Semantic locators (alternative to refs)

bash
agent-browser find text "Sign In" click
agent-browser find label "Email" fill "[email protected]"
agent-browser find role button click --name "Submit"
agent-browser find placeholder "Search" type "query"
agent-browser find testid "submit-btn" click

JavaScript evaluation (eval)

Use eval to read app state, dump DOM/HTML, or assert computed values for text / dom_snapshot evidence.

bash
# Simple expressions
agent-browser eval 'document.title'

# Complex JS: use --stdin with heredoc (RECOMMENDED — avoids shell quoting bugs)
agent-browser eval --stdin << 'EVALEOF'
JSON.stringify(
  Array.from(document.querySelectorAll("img"))
    .filter(i => !i.alt)
    .map(i => ({ src: i.src.split("/").pop(), width: i.width }))
)
EVALEOF

# Base64 encoding (avoids all shell escaping issues)
agent-browser eval -b "$(echo -n 'document.title' | base64)"

If the app under test exposes a global state object (a store, a debug handle), eval is how you read it for assertion. Don't assume a specific global name — discover it from the app you are verifying.

Ref lifecycle

Refs (@e1, @e2, …) are invalidated when the page changes. Always re-snapshot after clicking links/buttons that navigate, form submissions, or dynamic content loading. After a hot-reload (HMR) during dev, refs also break — re-snapshot.
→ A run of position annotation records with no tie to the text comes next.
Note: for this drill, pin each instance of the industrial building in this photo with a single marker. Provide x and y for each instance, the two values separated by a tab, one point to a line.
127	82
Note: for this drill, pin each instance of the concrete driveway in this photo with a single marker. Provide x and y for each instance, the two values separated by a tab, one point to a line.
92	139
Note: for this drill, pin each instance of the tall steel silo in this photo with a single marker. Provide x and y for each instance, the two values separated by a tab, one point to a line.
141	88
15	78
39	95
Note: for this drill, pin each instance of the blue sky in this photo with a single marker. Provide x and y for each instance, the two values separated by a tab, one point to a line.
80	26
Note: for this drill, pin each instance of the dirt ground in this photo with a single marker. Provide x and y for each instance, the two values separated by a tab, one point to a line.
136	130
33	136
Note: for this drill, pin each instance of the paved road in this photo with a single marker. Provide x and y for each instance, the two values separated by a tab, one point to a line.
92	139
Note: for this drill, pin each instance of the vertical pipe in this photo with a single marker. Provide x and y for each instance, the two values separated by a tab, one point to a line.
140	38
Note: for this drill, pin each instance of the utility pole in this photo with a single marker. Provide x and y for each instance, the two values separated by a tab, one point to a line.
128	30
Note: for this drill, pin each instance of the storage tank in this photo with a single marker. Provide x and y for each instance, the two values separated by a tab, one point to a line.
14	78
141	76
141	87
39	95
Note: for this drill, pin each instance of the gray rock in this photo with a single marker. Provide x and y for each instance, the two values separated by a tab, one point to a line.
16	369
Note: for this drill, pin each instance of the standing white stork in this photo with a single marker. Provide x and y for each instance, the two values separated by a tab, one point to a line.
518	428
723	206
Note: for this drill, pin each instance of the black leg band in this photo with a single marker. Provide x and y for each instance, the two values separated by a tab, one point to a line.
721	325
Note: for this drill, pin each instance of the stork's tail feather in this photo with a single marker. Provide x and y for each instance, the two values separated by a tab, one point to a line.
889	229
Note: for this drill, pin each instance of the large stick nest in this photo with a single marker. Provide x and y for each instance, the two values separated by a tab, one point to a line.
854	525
Annotated screenshots (vision mode)

bash
agent-browser screenshot --annotate
# Output includes the image path and a legend:
#   [1] @e1 button "Submit"
#   [2] @e2 link "Home"
agent-browser click @e2 # click using ref from annotated screenshot

Parallel sessions

bash
agent-browser --session site1 open https://site-a.com
agent-browser --session site2 open https://site-b.com
agent-browser session list

A named --session auto-saves and restores cookies + localStorage, which is the basis for the auth recipes in auth.md.
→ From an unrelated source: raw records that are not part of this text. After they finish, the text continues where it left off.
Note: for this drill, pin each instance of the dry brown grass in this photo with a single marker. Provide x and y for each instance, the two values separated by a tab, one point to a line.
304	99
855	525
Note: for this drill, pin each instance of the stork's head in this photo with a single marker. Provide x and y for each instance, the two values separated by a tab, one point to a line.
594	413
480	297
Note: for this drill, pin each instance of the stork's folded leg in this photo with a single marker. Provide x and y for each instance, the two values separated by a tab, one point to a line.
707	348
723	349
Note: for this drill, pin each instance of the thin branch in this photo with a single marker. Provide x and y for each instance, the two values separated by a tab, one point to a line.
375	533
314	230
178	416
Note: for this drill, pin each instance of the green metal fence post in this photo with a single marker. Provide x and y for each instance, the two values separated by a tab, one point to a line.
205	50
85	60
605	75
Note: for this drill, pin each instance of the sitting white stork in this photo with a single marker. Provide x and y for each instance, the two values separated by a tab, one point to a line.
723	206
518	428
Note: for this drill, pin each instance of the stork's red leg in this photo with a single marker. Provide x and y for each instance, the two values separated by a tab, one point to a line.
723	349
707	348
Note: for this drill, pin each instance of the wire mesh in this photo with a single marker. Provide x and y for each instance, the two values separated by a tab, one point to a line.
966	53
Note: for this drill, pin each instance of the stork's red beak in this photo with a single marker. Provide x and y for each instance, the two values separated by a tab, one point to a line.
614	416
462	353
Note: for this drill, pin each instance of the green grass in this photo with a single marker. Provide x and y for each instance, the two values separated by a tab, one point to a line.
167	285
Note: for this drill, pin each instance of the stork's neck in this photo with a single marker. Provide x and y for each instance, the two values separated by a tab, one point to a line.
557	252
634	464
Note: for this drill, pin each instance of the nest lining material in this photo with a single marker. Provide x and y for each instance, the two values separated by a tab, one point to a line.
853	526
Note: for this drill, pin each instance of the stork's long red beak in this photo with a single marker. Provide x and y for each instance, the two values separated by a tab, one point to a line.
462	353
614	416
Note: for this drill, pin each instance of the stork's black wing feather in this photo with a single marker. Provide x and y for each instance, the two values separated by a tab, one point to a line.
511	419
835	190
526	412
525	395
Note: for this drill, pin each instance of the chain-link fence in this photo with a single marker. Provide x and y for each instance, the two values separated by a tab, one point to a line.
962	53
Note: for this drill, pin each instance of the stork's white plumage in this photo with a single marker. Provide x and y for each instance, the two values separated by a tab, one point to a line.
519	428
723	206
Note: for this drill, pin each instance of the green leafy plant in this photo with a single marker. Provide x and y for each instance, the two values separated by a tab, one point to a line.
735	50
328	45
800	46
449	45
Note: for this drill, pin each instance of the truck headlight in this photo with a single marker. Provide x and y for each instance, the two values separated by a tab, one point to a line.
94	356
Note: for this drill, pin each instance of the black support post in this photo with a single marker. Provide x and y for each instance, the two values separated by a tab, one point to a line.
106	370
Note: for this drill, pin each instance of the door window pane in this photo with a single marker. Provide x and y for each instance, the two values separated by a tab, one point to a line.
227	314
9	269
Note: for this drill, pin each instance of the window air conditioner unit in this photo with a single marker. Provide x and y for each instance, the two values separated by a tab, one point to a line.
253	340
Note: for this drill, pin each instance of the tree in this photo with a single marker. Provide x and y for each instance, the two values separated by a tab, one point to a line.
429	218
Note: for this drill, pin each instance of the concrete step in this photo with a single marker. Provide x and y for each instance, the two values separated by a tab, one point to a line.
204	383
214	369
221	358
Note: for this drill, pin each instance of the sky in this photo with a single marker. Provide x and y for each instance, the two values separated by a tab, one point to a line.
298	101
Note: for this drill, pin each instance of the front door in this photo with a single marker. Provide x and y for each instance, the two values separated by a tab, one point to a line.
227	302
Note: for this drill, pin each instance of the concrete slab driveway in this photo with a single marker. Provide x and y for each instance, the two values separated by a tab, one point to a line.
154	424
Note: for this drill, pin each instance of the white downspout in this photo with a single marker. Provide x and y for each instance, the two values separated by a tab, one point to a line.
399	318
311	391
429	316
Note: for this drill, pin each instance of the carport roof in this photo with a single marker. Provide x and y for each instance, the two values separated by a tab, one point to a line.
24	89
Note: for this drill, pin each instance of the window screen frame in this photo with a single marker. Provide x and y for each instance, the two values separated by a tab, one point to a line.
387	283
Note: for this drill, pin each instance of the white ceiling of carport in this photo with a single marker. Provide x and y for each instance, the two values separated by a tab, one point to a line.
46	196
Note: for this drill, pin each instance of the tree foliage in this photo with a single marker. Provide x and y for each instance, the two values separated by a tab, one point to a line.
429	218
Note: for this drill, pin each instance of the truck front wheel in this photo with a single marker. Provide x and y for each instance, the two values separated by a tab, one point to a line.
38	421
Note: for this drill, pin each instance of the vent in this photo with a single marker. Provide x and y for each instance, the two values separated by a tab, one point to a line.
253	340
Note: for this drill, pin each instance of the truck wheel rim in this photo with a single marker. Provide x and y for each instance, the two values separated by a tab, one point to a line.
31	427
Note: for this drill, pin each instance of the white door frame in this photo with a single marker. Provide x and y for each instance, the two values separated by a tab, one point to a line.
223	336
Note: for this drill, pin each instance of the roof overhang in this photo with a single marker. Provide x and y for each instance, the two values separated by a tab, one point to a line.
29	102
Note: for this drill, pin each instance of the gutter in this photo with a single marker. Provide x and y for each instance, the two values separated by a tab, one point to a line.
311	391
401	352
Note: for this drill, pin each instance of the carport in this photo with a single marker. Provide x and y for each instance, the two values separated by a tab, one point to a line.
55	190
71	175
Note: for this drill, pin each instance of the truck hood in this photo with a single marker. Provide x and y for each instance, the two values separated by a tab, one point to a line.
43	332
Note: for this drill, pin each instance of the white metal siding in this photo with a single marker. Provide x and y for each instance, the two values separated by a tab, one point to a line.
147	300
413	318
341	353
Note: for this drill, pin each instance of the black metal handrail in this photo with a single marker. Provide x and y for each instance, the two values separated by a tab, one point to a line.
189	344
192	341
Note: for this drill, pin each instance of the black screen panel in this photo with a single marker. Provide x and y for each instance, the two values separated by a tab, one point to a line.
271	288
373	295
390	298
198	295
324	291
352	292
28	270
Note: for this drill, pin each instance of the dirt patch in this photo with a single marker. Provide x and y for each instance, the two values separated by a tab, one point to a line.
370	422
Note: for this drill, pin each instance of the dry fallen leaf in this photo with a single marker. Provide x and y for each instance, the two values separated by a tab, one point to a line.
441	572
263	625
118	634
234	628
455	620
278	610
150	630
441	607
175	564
Connect to an existing browser / app

bash
agent-browser --auto-connect snapshot # Auto-discover a running Chrome
agent-browser --cdp 9222 snapshot     # Explicit CDP port (Electron apps, see ../surfaces/electron.md)
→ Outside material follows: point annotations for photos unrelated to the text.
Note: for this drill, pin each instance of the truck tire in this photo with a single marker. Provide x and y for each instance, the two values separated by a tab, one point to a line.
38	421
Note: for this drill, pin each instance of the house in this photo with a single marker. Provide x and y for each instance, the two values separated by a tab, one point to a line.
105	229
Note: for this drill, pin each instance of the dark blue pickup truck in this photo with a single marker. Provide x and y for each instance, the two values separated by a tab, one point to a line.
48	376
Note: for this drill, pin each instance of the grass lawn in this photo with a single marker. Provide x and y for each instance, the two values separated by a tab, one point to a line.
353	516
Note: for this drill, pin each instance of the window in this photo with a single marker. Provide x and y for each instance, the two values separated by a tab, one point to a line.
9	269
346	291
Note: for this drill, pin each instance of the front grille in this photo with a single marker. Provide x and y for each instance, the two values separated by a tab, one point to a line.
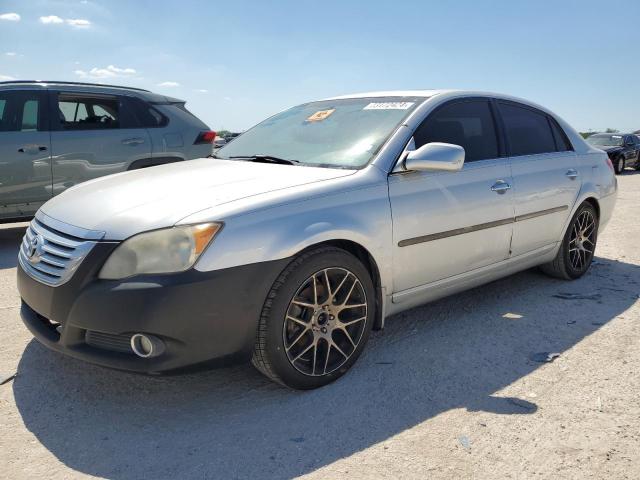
51	256
108	341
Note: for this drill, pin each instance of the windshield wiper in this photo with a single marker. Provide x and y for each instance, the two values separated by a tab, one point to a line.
267	159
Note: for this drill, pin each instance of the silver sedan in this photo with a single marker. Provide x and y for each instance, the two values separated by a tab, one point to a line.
307	231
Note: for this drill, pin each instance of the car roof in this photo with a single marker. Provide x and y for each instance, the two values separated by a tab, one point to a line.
84	86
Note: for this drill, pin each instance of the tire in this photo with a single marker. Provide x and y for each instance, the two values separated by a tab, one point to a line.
572	261
618	165
292	341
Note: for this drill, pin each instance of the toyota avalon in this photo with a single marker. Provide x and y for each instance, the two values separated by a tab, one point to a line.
309	230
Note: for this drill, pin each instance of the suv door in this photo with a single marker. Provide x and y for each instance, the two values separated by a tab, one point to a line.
93	135
448	223
25	163
546	176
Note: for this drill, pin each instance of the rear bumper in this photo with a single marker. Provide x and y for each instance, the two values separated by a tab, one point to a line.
200	316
Cloud providers & engine selection

bash
agent-browser -p browserbase open example.com      # run against a cloud browser
agent-browser --engine lightpanda open example.com # 10x faster, 10x less memory

Providers: agentcore, browserbase, browserless, browseruse, kernel.

Gotchas

  • Daemon can get stuck — if commands hang, agent-browser close --all or pkill -f agent-browser to reset.
  • HMR invalidates everything — after code changes during dev, refs break; re-snapshot or restart.
  • snapshot -i doesn't find contenteditable — use snapshot -i -C for rich text editors; fill doesn't work on contenteditable, use type.
  • Screenshots written to a path are easiestagent-browser screenshot ./proof/x.png then upload that path; with no path they land in ~/.agent-browser/tmp/screenshots/.
  • Dialogs block all commands — if commands time out, check agent-browser dialog status.
  • Default timeout is 25s — override with AGENT_BROWSER_DEFAULT_TIMEOUT (ms) or use explicit waits.
  • Shell quoting corrupts eval — use eval --stdin <<'EVALEOF' for complex JS.